Coherence Between Reasoning Subtasks: Analysis reveals uneven performance across reasoning dimensions, with models excelling in temporal, spatial, and causal reasoning while struggling with abstract and mathematical tasks. This pattern indicates that current UMMs better handle concrete, observable phenomena than symbolic reasoning. Strong interdependence among physical reasoning types suggests shared mechanisms for processing spatiotemporal relationships, while abstract reasoning develops as a distinct capability.

Reasoning Analysis
Figure 7: Analysis of reasoning capabilities showing performance patterns across different reasoning subtasks and their correlations.

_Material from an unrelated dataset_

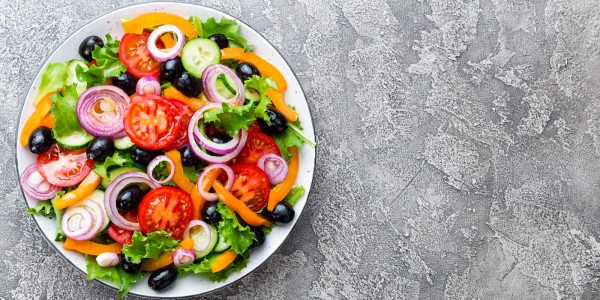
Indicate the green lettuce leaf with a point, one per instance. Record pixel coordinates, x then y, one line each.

Evaluation Protocol Reliability: We conducted user studies with 4 human experts to validate our VLM-as-judge evaluation protocol. Results demonstrate strong alignment between GPT-4.1 and human expert judgments across all evaluation dimensions. Visual-quality-related metrics show particularly strong human-VLM agreement, while reasoning-related metrics exhibit larger but acceptable discrepancies due to inherent complexities in multimodal reasoning assessment.

Evaluation Reliability
Figure 8: Evaluation reliability of GPT-4.1 across five assessment dimensions, showing Pearson correlation coefficients and Mean Absolute Error compared to human experts.

Conclusion

We introduce ROVER , the first benchmark for reciprocal cross-modal reasoning, which systematically evaluates 17 unified multimodal models across 23 diverse task types in both verbal reasoning for visual generation and interleaved multimodal reasoning scenarios. Our evaluation exposes substantial performance gaps in current models and establishes that interleaved generation capabilities are strongly correlated with cross-modal reasoning effectiveness. These findings expose critical limitations in existing unified models and provide insights for advancing cross-modal reasoning capabilities in future omnimodal models. ROVER represents a critical step toward enabling true omnimodal generation through reciprocal cross-modal reasoning.